İcmâli İman Ne Demektir?
Peygamberimizin
Allah'tan alıp haber verdiği şeylerin hepsine birden, topluca inanmak demektir.
Bir
kimse, mânâsını bilerek ve kabûl ederek:
"Lâ
ilâhe illâllah Muhammedün Resûlüllah" dese icmalî olarak îman etmiş olur.
Bu
cümleye, Kelime-i Tevhid denir. Mânâsı şudur:
Lâ ilâhe illâllah: Allah'dan başka hiçbir ilâh ve hakikî ma'bud yoktur.

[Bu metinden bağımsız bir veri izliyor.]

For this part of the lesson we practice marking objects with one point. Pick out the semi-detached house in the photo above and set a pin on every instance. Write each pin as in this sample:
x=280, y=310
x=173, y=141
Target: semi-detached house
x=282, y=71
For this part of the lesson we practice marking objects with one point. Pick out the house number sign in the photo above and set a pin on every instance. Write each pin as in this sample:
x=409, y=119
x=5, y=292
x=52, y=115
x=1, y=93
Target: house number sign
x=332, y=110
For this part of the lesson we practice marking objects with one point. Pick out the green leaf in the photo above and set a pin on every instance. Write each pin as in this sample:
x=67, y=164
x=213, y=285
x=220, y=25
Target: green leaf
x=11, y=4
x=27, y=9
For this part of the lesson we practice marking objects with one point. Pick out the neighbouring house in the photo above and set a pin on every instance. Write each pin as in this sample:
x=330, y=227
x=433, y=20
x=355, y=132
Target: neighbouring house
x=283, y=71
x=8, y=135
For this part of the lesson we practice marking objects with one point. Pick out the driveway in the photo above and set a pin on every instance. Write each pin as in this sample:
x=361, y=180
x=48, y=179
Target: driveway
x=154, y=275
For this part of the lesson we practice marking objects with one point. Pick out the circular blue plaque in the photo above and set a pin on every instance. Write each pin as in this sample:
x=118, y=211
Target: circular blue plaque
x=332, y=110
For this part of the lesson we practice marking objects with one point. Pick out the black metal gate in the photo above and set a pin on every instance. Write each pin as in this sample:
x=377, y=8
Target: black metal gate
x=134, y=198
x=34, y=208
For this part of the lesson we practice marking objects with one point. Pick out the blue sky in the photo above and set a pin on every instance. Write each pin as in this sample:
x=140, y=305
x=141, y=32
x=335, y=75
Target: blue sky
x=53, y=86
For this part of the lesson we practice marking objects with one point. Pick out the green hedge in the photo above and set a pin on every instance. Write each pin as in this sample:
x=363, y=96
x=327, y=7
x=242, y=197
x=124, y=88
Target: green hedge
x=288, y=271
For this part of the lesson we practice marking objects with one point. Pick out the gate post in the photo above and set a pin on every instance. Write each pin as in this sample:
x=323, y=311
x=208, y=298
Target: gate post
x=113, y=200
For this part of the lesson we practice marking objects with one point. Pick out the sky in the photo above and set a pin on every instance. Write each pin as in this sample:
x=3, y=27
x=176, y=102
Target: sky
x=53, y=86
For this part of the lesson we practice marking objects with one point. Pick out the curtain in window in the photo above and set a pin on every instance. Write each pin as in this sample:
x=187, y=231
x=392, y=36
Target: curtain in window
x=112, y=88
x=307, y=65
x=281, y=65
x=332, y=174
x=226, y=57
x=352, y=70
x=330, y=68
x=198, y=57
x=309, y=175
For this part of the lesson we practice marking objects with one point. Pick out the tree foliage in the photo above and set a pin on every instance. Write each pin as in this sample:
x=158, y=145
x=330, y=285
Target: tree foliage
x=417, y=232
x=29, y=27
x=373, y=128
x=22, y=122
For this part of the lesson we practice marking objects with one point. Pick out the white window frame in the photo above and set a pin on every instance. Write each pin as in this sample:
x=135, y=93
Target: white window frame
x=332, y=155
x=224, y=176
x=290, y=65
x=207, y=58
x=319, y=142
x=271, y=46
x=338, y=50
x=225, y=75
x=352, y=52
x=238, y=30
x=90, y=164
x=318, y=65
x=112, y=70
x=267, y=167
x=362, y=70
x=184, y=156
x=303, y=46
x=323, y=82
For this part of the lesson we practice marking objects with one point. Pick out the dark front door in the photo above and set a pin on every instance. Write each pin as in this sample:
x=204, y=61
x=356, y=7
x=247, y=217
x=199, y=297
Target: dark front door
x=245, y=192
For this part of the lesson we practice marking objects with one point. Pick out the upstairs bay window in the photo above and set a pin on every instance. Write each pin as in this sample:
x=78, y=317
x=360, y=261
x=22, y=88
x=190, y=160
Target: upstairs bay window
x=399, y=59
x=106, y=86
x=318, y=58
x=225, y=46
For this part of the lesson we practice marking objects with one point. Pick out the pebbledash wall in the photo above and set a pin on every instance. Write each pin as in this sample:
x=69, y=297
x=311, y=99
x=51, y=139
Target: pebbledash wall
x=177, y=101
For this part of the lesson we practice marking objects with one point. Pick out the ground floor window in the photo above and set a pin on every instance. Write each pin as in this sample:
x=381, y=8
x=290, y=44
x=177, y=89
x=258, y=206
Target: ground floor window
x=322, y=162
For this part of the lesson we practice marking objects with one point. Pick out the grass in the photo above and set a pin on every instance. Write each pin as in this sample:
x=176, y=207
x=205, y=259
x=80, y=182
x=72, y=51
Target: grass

Muhammedün resûlüllah: Muhammed (asm), Allah'ın Resûlü ve Peygamberidir.
Tafsilî İman Neye Denir?
Peygamberimizin SAV Allah'tan haber verdiği
şeylerin herbirini delilleriyle bilip inanmaktır. Diğer bir ifadeyle, dinin zaruriyatını bütün tafsilât ve
teferruâtıyla öğrenip tasdik etmek demektir.
Dînin Zaruriyâtı Nedir?
Dînin
zaruriyâtı, Âmentü'de yer alan 6 îman esası ile dînin namaz, oruç, hac, zekât
gibi farz kıldığı ibâdetler ve adam öldürmek, içki içmek, zinâ yapmak gibi
haram saydığı fiillerdir.
Bunları,
her Müslümanın teferruâtı ile bilmesi ve inanması şarttır.
Âmentü Nedir, Âmentü'de
Yer Alan İman Esasları Nelerdir?
Âmentü,
her Müslümanın inanması, kabûl edip tasdik etmesi farz olan îman esaslarından
ibarettir.
Âmentü'de
yer alan îman esasları 6'dır ve şunlardır:
1. Allah'a inanmak,
2. Meleklerine inanmak,
3. Kitablarına inanmak,
4. Peygamberlerine inanmak,
5. Âhiret gününe, öldükten sonra dirilmeye
inanmak,
6. Kadere, hayır ve şerrin Allah'dan olduğuna
inanmak.
İman Nasıl Bir Şeydir?
İman,
kalbi ve vicdanı ilgilendiren bir haldir. İman esaslarına kalbden inanıp
bağlanan bir kimse, mü'min, yani, îmanlı sayılır. İmanda asıl olan, kalbin
tasdikıdır.
***
Ben,
2003 yılında ramazanında anlayarak ve uygulayarak Kuran-ı Kerim Türkçe Mealini
okumaya başlamam neticesinde Allah bana
hidayet verdi, doğru yolu gösterdi.
Sağlığınız, paranız olabilir ama kalbinizde iman yoksa
kaybedersiniz. Benim imanım böyle
başladı ama imanımı korumak ve Allah emrettiği için NAMAZı kılıyorum hamdolsun.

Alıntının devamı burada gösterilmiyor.